Por Stella Ferrari — UniCredit está estruturando duas operações destinadas ao transferência de risco sobre carteiras de crédito que somam aproximadamente €5 bilhões. Sob a liderança de Andrea Orcel, o grupo prepara uma manobra que envolve um portfólio de empréstimos corporate no valor de €3,5 bilhões e uma carteira de crédito ao consumo de cerca de €1,5 bilhões, com assinaturas contratuais esperadas até março de 2026, se as negociações com investidores se confirmarem.

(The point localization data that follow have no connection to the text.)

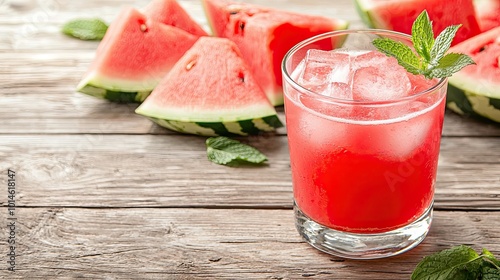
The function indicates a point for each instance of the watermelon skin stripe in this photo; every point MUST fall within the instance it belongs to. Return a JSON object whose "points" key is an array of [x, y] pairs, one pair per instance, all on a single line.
{"points": [[273, 121], [218, 128], [115, 96], [474, 105], [238, 128]]}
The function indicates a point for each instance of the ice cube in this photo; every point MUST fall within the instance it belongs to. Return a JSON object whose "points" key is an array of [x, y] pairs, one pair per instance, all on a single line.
{"points": [[324, 134], [373, 58], [337, 90], [324, 67], [379, 83]]}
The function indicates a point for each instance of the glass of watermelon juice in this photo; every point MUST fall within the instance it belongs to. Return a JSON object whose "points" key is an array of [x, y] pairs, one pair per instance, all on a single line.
{"points": [[364, 137]]}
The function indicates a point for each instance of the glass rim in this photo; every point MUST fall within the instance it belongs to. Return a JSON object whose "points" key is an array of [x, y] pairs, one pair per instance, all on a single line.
{"points": [[287, 76]]}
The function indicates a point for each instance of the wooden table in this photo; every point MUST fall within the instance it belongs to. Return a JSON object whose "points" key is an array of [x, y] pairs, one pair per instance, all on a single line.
{"points": [[103, 193]]}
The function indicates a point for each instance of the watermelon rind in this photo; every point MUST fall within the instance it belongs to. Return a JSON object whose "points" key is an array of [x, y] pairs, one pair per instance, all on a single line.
{"points": [[256, 119], [113, 95], [232, 128], [133, 57], [194, 99], [464, 101], [475, 90]]}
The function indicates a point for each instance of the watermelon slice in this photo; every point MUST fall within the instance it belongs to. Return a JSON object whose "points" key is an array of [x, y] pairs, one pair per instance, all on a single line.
{"points": [[399, 15], [487, 13], [133, 57], [475, 90], [211, 91], [264, 35], [171, 13]]}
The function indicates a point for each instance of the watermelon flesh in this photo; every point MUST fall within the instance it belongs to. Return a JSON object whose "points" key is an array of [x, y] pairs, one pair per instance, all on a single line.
{"points": [[487, 13], [171, 13], [133, 57], [399, 15], [264, 35], [193, 98], [475, 90]]}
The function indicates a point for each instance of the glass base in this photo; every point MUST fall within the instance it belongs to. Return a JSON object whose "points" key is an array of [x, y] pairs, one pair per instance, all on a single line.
{"points": [[362, 246]]}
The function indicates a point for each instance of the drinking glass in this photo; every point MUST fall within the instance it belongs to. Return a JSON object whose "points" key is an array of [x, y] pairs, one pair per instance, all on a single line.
{"points": [[363, 170]]}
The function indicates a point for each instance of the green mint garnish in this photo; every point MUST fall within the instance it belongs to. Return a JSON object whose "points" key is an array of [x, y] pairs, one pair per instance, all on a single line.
{"points": [[460, 262], [225, 151], [429, 58], [85, 29]]}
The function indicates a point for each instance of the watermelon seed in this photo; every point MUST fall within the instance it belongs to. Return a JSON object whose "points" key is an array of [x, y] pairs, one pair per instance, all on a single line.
{"points": [[190, 65], [234, 9]]}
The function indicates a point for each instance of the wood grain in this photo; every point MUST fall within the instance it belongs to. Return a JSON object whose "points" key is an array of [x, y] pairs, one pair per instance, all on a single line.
{"points": [[169, 171]]}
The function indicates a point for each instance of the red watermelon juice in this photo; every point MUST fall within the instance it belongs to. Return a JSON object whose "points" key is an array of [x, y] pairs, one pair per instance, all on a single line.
{"points": [[364, 139]]}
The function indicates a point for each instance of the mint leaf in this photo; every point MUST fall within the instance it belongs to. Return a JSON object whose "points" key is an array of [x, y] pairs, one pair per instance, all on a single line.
{"points": [[423, 36], [442, 44], [85, 29], [225, 151], [405, 56], [491, 258], [430, 58], [449, 64], [460, 262], [489, 273]]}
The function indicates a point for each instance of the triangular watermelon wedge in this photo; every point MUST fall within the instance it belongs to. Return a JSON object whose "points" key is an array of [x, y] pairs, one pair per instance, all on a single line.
{"points": [[475, 90], [264, 35], [211, 91], [133, 57], [399, 15], [170, 12]]}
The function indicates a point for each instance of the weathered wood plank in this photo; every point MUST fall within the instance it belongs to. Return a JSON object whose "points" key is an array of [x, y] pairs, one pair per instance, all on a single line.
{"points": [[169, 171], [209, 244]]}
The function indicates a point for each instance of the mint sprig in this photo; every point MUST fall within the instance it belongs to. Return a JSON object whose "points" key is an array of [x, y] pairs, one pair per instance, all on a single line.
{"points": [[85, 29], [225, 151], [429, 57], [460, 262]]}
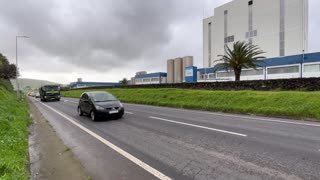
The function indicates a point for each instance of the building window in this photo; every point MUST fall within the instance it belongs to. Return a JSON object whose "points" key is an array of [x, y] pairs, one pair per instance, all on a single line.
{"points": [[155, 79], [252, 72], [146, 80], [284, 70], [229, 39], [312, 68], [225, 74]]}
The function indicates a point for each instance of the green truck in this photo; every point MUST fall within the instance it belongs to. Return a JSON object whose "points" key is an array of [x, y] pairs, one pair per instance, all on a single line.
{"points": [[49, 93]]}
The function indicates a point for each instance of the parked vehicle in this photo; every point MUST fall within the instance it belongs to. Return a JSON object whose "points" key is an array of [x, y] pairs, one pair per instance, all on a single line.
{"points": [[49, 93], [100, 104]]}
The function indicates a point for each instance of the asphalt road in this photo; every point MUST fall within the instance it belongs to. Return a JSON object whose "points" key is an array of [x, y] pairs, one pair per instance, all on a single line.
{"points": [[168, 143]]}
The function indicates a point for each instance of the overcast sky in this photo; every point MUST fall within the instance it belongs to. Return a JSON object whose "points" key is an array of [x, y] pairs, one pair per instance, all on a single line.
{"points": [[106, 40]]}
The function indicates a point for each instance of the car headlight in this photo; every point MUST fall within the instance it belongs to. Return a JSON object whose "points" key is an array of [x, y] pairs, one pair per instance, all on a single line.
{"points": [[99, 108]]}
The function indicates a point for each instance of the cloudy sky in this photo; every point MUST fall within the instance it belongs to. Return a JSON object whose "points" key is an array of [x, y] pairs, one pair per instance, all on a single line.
{"points": [[106, 40]]}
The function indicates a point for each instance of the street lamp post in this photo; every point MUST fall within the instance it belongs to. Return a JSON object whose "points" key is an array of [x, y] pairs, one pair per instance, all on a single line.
{"points": [[17, 72]]}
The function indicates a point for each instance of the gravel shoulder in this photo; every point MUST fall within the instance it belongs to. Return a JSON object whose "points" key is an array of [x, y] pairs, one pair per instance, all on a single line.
{"points": [[49, 157]]}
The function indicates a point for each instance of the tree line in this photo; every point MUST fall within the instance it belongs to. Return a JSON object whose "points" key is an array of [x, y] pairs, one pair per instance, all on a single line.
{"points": [[7, 70]]}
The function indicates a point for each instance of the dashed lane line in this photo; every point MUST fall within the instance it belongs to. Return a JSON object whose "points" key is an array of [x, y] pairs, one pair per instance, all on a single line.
{"points": [[197, 126]]}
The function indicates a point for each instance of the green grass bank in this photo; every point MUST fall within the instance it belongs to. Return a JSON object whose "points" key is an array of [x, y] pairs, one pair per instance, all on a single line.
{"points": [[14, 120], [293, 104]]}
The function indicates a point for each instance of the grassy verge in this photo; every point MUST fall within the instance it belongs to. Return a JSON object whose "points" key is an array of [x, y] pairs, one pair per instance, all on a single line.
{"points": [[294, 104], [14, 119]]}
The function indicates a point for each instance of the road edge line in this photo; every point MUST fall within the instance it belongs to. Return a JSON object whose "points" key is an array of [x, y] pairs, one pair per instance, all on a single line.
{"points": [[125, 154]]}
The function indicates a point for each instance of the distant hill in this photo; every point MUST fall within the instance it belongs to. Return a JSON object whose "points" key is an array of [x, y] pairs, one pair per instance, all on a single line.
{"points": [[32, 83]]}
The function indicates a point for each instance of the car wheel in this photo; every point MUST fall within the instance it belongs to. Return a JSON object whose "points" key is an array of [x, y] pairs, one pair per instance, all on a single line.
{"points": [[93, 116], [80, 111], [120, 116]]}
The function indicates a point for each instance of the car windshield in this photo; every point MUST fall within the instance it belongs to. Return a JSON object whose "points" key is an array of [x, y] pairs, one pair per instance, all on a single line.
{"points": [[103, 97], [51, 88]]}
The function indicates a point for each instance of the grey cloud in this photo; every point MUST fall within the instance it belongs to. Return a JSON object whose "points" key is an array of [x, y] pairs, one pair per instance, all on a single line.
{"points": [[103, 33]]}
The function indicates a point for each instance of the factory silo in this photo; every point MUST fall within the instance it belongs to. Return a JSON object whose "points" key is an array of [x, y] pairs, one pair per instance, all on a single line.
{"points": [[178, 70], [187, 61], [170, 71]]}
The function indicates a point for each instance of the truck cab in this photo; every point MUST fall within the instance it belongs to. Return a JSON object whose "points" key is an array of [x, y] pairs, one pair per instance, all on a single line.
{"points": [[50, 93]]}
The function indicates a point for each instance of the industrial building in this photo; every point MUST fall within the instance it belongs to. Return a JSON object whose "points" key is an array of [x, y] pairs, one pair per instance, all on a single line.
{"points": [[151, 78], [295, 66], [278, 27], [81, 84], [176, 69]]}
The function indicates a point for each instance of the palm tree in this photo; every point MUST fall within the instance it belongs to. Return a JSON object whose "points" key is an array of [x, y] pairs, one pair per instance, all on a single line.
{"points": [[124, 81], [243, 55]]}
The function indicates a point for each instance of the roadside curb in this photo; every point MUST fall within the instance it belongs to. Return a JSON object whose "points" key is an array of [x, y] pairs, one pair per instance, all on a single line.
{"points": [[49, 157]]}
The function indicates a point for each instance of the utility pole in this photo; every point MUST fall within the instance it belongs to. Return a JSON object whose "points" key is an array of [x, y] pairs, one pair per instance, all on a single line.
{"points": [[17, 69]]}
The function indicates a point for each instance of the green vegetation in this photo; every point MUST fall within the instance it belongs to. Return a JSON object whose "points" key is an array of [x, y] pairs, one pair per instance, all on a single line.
{"points": [[242, 55], [14, 120], [294, 104]]}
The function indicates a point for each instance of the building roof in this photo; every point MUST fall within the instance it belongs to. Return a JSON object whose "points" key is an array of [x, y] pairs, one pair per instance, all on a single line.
{"points": [[151, 75]]}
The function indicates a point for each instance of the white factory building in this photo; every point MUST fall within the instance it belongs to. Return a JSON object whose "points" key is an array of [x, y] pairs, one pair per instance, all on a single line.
{"points": [[278, 27]]}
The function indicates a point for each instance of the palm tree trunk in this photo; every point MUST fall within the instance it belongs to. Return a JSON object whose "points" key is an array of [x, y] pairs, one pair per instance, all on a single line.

Essas operações usam o instrumento conhecido como Significant Risk Transfer (SRT), frequentemente implementado via títulos tipo credit-linked notes. Na prática, trata-se de uma forma de seguro sobre parte dos créditos da instituição: ao transferir risco a investidores, o banco reduz o absorção de capital regulatório e melhora seus índices patrimoniais, ganhando mais latitude para a concessão de novos financiamentos a famílias e empresas — uma verdadeira calibragem do motor financeiro que permite maior aceleração do crédito sem pressão imediata sobre o capital.
O recurso a SRT tornou-se recorrente na estratégia de gestão de risco do banco. Em novembro do ano passado, o grupo já havia concluído uma transação similar para sua divisão na Áustria, sinalizando que a tática é parte de uma tendência consolidada de otimização do balanço. Os termos finais — montantes precisos e cronograma exato — ainda estão em negociação com potenciais subscritores e podem ser ajustados conforme o andamento dos diálogos.
O crescimento desse mercado de transferência de risco está intimamente ligado às fases finais de Basileia III, que apertaram os requisitos de capital para os bancos. Diante de regras mais exigentes, as instituições financeiras buscam meios sofisticados para aliviar a carga regulatória sem reduzir o apoio ao segmento real da economia. Nesse cenário, as SRTs e as cartolarizações “cash” públicas emergem como soluções técnicas que preservam a capacidade de intermediação do sistema bancário.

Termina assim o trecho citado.